Writing Good Summaries
The summary is the only information that survives navigation. Include:
- What was attempted and what was learned.
- File paths modified or relevant.
- Key decisions made.
- Concrete answers to the question that motivated the fork.
Exclude:
- Verbose command output.
- Full file contents.
- Stack traces (summarize the error instead).
Forked Agent Pattern
When the user asks for a "forked agent" (or "fork off and do X", "investigate X in a fork"):
- Checkpoint the current position immediately.
- Perform the requested work (the agent is now "in the fork").
- Return to the checkpoint with a summary of the results.
The user does not need to say "checkpoint first" — "forked agent" or "fork" implies the full checkpoint → work → return cycle.
Workflow Patterns
Investigate-and-return: Checkpoint → read files, run commands, build understanding → return with distilled findings. Keeps investigation artifacts out of main context.
Explore-and-return: Checkpoint → try an approach → return with what was learned.

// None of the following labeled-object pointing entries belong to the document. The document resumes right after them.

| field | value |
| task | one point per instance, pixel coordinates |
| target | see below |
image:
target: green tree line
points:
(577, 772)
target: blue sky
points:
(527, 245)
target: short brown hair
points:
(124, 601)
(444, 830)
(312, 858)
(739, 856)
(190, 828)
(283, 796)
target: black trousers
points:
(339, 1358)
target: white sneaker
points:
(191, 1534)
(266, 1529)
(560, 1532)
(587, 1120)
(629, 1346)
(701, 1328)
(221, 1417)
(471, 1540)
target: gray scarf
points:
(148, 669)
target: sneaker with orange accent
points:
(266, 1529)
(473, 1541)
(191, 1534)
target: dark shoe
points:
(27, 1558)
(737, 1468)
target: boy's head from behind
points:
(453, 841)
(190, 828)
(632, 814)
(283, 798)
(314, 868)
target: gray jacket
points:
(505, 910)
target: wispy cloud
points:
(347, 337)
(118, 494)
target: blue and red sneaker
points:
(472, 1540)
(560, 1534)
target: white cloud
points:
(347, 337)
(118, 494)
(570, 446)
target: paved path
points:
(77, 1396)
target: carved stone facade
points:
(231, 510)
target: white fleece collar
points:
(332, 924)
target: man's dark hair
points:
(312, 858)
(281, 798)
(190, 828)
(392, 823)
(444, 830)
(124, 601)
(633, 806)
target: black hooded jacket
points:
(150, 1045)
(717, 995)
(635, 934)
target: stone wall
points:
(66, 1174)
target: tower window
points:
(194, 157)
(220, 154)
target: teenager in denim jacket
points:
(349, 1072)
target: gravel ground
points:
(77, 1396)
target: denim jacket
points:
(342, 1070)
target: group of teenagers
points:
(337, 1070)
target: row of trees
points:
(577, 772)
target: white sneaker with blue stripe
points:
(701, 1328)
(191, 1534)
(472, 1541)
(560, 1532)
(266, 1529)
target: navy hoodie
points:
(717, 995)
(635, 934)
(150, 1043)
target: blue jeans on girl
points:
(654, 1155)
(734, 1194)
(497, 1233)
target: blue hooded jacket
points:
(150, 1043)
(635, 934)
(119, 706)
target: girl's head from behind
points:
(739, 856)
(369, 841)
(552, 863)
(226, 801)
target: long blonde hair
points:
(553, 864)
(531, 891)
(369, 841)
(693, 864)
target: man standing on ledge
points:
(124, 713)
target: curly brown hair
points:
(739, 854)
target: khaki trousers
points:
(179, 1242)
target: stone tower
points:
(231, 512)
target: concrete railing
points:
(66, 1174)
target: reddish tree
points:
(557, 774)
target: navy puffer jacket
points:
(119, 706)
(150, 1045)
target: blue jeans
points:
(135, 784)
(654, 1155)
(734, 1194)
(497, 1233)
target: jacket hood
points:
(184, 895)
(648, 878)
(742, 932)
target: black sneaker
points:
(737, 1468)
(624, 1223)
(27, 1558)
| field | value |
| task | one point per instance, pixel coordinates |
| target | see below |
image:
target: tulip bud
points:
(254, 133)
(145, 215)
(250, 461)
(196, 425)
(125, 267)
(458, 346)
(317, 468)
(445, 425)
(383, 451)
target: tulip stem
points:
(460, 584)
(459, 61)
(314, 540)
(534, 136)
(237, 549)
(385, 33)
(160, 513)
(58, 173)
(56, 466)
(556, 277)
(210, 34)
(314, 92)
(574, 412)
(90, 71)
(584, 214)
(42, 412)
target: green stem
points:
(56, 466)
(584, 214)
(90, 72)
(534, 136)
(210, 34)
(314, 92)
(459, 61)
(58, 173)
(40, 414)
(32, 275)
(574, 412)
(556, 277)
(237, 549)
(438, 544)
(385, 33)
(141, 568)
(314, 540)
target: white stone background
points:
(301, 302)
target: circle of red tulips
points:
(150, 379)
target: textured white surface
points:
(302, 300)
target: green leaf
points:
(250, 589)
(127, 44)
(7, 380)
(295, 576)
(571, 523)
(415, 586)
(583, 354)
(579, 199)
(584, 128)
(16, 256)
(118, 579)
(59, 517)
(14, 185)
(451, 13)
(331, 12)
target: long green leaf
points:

Discard irrelevant context: Checkpoint → read a file / run a command → realize it's not useful → return with a one-line note ("File X was irrelevant, contains only Y").
Sequential exploration: Checkpoint → try approach A → return → try approach B → return → decide.
Anti-patterns
- Don't checkpoint every turn (overhead, clutters the tree).
- Don't write empty or vague summaries.
- Don't forget to return — always close your forks.
ctx_inspect Usage
Use when you need to find a specific point to return to (e.g., "before I read that file"). Default count of 5 is usually enough; increase for long explorations.